It has been frequently argued that your design should attempt to separate the business rules from the business flow. To clarify what I mean by this, consider these definitions:
A business rule is a statement that defines or constrains some aspect of the business. It is intended to assert business structure, or to control or influence the behavior of the business.
The business process (or business flow) is any collection of activities that when combined accomplish a given business objective. For example, processing a credit card number, hiring a new employee, and submitting a patent are all examples of business processes.
Isolating the rules from the flow allows separation of concerns among your developers, and separates elements which may have very different rates of change.
Two questions:
1. Is this a design practice that you have seen/have used/believe is important?
2. Are there underlying design patterns already published in the industry literature that give guidance on how best to accomplish this goal? -- BillBarnett
I seem to be especially talented at creating wiki pages that go echoing off into the void of vast silences. This one is an especially fine example. I assume that is because it is so brilliant and profound that no further comments are necessary. It certainly couldn't be that it is so flawed, hopeless, and incomprehensible that no-one knows where to begin. :)
Anyway, here is the content in the CommonChannelArchitecture on this subject. Do you think this holds water? Is it a valuable recommendation to make to developers?
5.2.1.5 Separate Business Rules from Business Process Flow
Business rule: A business rule is a statement that defines or constrains some aspect of the business. It is intended to assert business structure or to control or influence the behavior of the business.

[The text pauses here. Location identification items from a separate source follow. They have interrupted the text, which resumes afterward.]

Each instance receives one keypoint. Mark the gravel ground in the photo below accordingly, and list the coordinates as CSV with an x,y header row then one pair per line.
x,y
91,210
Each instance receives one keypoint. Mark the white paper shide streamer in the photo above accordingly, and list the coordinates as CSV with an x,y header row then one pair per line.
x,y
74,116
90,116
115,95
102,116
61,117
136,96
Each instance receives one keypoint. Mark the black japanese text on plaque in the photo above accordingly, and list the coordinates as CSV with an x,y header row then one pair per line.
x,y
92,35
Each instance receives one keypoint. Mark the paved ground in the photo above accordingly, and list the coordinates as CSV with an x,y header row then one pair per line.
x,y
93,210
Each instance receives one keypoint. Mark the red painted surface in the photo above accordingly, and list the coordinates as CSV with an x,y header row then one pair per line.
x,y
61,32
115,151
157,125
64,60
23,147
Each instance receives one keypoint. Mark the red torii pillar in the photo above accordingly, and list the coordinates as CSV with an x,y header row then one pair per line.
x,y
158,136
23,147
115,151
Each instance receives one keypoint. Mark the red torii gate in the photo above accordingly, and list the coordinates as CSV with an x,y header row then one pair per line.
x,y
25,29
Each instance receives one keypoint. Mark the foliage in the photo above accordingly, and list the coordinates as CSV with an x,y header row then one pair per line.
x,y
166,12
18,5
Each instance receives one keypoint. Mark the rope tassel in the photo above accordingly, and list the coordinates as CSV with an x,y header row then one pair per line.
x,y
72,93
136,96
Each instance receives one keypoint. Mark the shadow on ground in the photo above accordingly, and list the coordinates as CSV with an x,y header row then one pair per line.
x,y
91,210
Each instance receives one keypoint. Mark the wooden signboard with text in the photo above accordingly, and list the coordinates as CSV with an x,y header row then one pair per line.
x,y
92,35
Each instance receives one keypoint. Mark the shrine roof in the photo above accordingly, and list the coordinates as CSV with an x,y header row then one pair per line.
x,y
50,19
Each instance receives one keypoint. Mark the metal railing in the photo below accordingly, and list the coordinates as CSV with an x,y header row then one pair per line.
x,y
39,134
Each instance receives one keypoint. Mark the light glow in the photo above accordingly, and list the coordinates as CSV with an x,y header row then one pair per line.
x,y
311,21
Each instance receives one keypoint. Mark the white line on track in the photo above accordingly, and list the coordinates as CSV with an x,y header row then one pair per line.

Business process: The business process is a collection of activities that when combined with business rules accomplish a given business objective. For example, processing a credit card number, hiring a new employee and submitting a patent are all examples of business processes.
The business process represents the steps that are required to fulfill a user’s request. For complex applications, or for services that may be used across multiple channels, these steps should be encoded in a TransactionScript. The business rules are bits of logic that define or constrain some Aspect of the business, and control the behavior of business entities. For complex applications, or for services that may be used across multiple channels, these rules should be built into a DomainModel.
While it is possible to implement the process and the rules together in the same classes (whether in a TransactionScript or DomainModel) there is significant benefit in separating them out. The rules and the flow may well need to change independently of one another depending on changes in business requirements. Isolating the flow in its own transaction scripts increases the likelihood that the process can be reused across multiple channels.
For highly complex or dynamic applications, consider the use of an external business rules engine. The primary goal of such an engine is to allow easy maintenance of the rules, which are likely to change faster than the flow. This is especially critical if the business rules typically change more quickly than the release cycle or if business analysts or other end users need to be able to maintain their own business rules.